Data Selection via Optimal Control for Language Models

Authors: Yuxian Gu, Li Dong, Hongning Wang, Yaru Hao, Qingxiu Dong, Furu Wei, Minlie Huang

ICLR 2025 | Venue PDF | Archive PDF | Plain Text | LLM Run Details

Reproducibility Variable Result LLM Response
Research Type Experimental In our experiments, we adopt PDS to select data from Commmon Crawl and show that the PDS-selected corpus accelerates the learning of LMs and constantly boosts their performance on a wide range of downstream tasks across various model sizes. Moreover, the benefits of PDS extend to ~400B models trained on ~10T tokens, as evidenced by the extrapolation of the test loss curves according to the Scaling Laws. PDS also improves data utilization when the pre-training data is limited, by reducing the data demand by 1.8 times, which helps mitigate the quick exhaustion of available web-crawled corpora. Our code, model, and data can be found at https: //github.com/microsoft/LMOps/tree/main/data_selection.
Researcher Affiliation Collaboration Yuxian Gu1,2 , Li Dong2, Hongning Wang1 Yaru Hao2, Qingxiu Dong3 , Furu Wei2, Minlie Huang1 1The Co AI Group, Tsinghua University 2Microsoft Research 3Peking University
Pseudocode Yes Algorithm 1 PMP-Solver Input: LM learning rate η. Outer loop learning rate α. Outer loop epochs To. Training data before selection D. Downstream loss J(θ). Training steps T. Proj[ ] that projects a point in R|D| to U. Model initialization θ0. Output: Data quality scores γ .
Open Source Code Yes Our code, model, and data can be found at https: //github.com/microsoft/LMOps/tree/main/data_selection.
Open Datasets Yes We use the Common Crawl split from Redpajama (Together, 2023) as D to exclude the influence of domain weights (Xie et al., 2024). For the downstream loss J(θ), we compute the LM s loss on the training split of LIMA (Zhou et al., 2024), a high-quality dataset consisting of 1,030 diverse instruction-response pairs that cover a wide range of downstream scenarios. Our evaluation is conducted on various downstream datasets other than LIMA to avoid over-fitting. We evaluate the LMs 0-shot accuracy on the downstream test datasets used in OLMo (Groeneveld et al., 2024) and their 0-shot performance on MMLU (Hendrycks et al., 2021). We also report the LM s language modeling loss on a subset of DCLM (Li et al., 2024), a high-quality corpus curated with complex pipelines and human heuristics, to verify that models trained on D retain diversity and long-tail knowledge coverage.
Dataset Splits No The paper mentions using a "Common Crawl split from Redpajama" as source data, sampling "160K instances uniformly sampled from D" for a proxy dataset, and evaluating on "downstream test datasets" (OLMo, MMLU) and a "subset of DCLM". It also mentions splitting 10% of LIMA for validation for a baseline comparison (RHO-Loss). However, it does not explicitly state the train/validation/test splits for the main pre-training data (the 50B tokens selected from the 125B CC corpus) used for their primary LM experiments.

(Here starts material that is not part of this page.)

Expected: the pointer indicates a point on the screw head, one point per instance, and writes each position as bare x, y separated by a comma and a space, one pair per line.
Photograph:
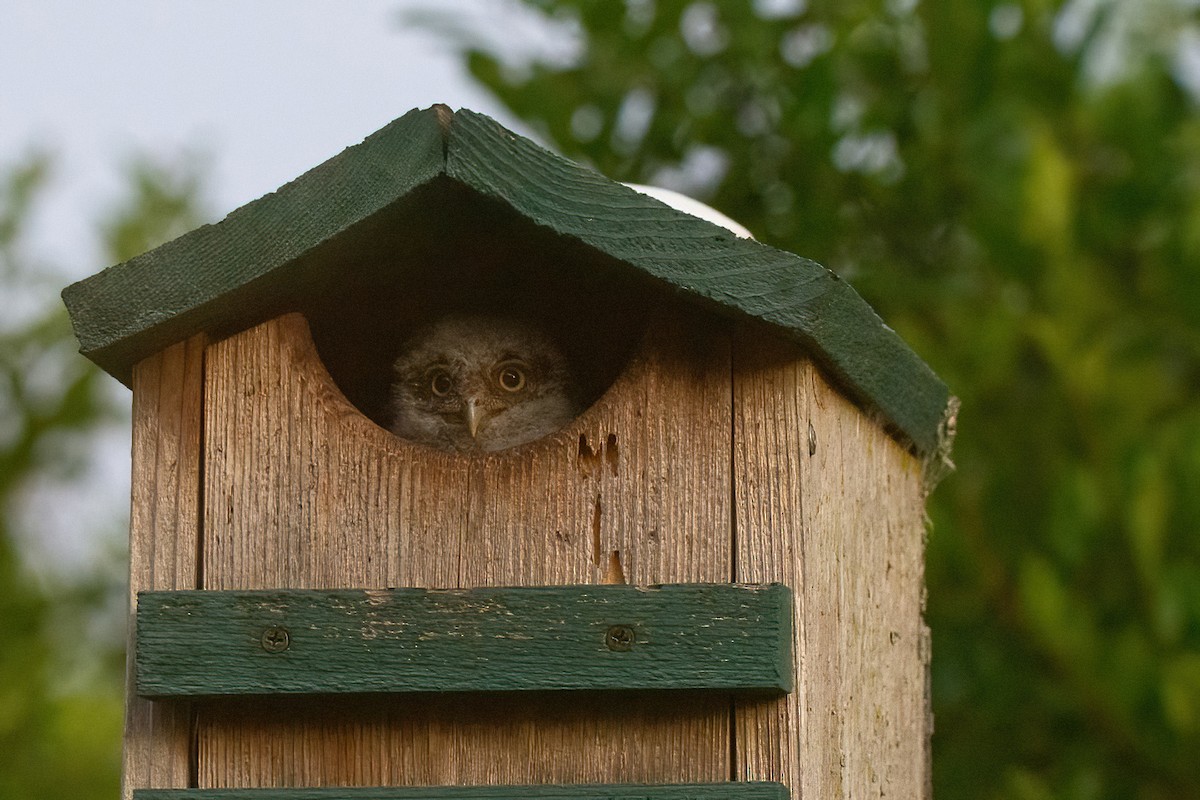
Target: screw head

Hardware Specification No The paper discusses 'GPU FLOPs' in Table 4 for complexity analysis, but does not provide specific details on the GPU models, CPU models, or any other hardware specifications used for running the experiments.
Software Dependencies No The paper mentions using "PyTorch (Paszke et al., 2019)", "Adam W (Loshchilov & Hutter, 2019)", and the "LM-evaluation-harness library (Gao et al., 2024)". However, it does not provide specific version numbers for these software components, which are required for reproducible ancillary software details.

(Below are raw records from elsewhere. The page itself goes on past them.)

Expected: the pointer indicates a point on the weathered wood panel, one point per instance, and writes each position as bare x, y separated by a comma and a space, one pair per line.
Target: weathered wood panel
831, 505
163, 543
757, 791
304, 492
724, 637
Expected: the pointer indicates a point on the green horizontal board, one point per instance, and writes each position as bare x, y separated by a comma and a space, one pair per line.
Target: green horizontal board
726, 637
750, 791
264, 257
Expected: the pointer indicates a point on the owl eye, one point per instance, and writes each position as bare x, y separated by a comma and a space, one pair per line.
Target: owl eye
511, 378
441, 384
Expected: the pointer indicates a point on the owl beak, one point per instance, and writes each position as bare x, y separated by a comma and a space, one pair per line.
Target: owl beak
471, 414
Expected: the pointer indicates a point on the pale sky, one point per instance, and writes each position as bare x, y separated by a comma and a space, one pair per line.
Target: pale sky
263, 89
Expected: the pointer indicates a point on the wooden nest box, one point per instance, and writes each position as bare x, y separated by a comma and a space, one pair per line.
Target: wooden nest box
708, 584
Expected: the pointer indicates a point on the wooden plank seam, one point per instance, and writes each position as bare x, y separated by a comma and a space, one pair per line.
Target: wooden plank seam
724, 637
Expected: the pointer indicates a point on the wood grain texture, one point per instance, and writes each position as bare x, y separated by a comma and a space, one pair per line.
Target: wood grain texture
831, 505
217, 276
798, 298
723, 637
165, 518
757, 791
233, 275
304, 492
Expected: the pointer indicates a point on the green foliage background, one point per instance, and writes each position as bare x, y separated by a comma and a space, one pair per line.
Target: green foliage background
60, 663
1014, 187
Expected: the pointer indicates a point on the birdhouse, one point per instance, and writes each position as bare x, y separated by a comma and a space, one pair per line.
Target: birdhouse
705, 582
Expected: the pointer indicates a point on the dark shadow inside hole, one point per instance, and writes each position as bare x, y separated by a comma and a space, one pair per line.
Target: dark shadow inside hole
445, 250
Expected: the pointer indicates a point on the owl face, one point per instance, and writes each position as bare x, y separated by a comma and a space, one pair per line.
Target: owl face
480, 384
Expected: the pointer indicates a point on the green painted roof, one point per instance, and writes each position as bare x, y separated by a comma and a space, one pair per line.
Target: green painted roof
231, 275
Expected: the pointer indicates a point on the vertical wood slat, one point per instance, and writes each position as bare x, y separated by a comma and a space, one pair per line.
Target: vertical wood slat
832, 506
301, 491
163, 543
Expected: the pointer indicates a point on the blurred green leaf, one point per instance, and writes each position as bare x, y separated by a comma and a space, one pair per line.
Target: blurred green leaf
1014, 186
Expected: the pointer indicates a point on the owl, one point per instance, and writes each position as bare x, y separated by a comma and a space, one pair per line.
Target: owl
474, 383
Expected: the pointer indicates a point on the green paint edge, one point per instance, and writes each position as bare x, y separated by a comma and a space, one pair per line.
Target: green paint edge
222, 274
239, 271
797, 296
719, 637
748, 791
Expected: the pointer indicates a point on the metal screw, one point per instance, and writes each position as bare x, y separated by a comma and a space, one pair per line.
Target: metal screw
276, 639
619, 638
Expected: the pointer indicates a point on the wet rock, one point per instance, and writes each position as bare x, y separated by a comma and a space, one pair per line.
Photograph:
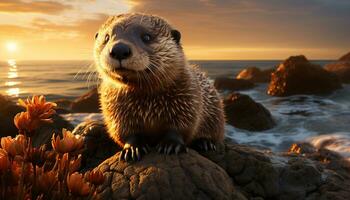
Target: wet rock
255, 75
287, 176
99, 146
87, 103
341, 68
244, 113
297, 75
232, 172
8, 111
184, 176
232, 84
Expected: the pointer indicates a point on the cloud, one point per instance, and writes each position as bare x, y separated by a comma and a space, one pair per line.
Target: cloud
256, 23
44, 7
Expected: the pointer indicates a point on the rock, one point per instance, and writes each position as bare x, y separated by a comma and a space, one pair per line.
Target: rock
87, 103
99, 146
232, 84
244, 113
297, 75
255, 75
341, 68
184, 176
232, 172
285, 176
8, 111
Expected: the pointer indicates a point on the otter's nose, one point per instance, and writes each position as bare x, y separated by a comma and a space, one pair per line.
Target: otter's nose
120, 51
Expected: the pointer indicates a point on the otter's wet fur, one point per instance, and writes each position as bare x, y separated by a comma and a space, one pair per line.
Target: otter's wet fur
154, 92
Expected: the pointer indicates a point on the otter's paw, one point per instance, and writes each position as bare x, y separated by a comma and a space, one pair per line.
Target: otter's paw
172, 143
203, 144
132, 152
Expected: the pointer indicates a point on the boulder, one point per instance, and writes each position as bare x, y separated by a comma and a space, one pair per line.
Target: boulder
184, 176
244, 113
255, 75
232, 84
87, 103
233, 171
341, 68
99, 146
297, 75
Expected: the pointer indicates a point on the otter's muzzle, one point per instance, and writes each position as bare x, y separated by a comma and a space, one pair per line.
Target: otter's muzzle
120, 51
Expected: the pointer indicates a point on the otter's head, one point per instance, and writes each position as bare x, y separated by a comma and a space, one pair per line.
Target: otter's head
139, 50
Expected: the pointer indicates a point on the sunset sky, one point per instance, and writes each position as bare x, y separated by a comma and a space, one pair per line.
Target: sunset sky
211, 29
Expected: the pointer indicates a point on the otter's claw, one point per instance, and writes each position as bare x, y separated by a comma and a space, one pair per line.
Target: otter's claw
172, 143
203, 144
133, 153
133, 150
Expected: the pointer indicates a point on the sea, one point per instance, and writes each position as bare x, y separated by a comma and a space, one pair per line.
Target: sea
320, 120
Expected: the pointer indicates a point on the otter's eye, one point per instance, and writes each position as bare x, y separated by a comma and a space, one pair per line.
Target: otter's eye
146, 38
106, 39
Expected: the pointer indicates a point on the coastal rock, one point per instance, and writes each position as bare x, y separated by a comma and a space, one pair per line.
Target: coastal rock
8, 111
233, 171
297, 75
184, 176
255, 75
232, 84
99, 146
87, 103
244, 113
341, 68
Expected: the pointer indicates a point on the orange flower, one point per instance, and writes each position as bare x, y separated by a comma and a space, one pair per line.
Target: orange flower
37, 155
45, 180
95, 177
75, 164
72, 165
14, 146
294, 149
38, 111
77, 186
4, 161
70, 143
20, 168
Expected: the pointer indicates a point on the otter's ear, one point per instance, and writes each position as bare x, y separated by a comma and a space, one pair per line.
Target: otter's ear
176, 36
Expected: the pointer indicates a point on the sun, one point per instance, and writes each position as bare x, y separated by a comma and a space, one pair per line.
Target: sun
11, 46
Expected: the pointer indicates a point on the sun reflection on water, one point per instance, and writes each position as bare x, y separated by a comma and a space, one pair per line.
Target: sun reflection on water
12, 74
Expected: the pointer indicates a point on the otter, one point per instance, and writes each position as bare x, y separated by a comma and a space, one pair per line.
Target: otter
150, 95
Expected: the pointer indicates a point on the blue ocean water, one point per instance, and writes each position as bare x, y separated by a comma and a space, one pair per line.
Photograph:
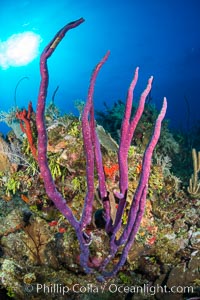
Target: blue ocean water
161, 37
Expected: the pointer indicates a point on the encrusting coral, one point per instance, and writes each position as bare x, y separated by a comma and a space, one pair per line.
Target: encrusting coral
93, 154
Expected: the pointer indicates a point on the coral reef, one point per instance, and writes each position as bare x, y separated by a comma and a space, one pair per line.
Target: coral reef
39, 249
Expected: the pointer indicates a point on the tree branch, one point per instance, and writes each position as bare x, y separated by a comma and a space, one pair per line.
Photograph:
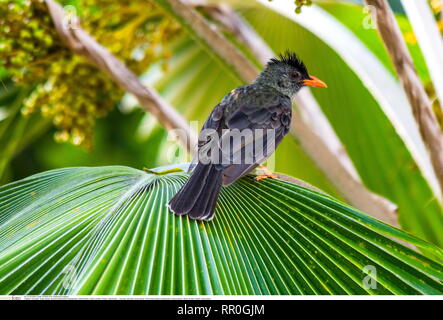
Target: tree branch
421, 106
81, 43
317, 143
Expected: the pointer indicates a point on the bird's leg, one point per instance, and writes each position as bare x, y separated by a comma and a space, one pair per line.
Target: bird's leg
266, 173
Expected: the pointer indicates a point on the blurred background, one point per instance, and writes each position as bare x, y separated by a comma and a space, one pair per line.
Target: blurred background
57, 110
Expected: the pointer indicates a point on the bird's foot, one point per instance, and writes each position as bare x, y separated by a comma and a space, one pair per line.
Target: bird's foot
266, 173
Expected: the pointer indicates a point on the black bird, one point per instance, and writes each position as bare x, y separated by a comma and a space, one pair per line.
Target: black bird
264, 104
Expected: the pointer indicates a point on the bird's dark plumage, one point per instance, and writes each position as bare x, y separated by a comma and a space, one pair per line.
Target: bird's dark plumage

Experiment Setup Yes PDS. To compute the data quality scores from PMP, we adopt a 160M proxy LM. Dprx consists of 160K instances uniformly sampled from D. We first pre-train the proxy LM on D for 50K steps and then select checkpoints at [10K, 20K, 30K, 40K, 50K] steps. Initialized from these checkpoints, the proxy LM undergoes inner loops with η = 0.008 over T prx = 100 steps with a mini-batch size of 256. γ is updated for one outer loop epoch with α = 1. For the data scorer, we fine-tune a 125M Fairseq-Dense model (Artetxe et al., 2022) along with the linear head, using the objective in Eq. (8). The training details for the data scorer can be found in Appendix G.2. For Data Selection, we set δ = 0.1, r = 0.4, with further hyper-parameter exploration provided in Appendix I.5. Pre-Training. We pre-train all LMs for 100k steps, using a batch size of 512 and a max input length of 1,024, resulting in roughly 50B tokens. In Section 3.2, we select a 50B-token dataset from a CC corpus containing 125B tokens to assess how different data selection methods improve LM learning given a sufficiently large D. In Section 3.3 (Data-Constrained Setting), we also analyze the effectiveness of PDS when D is limited in size. See Appendix G.3 for more pre-training details.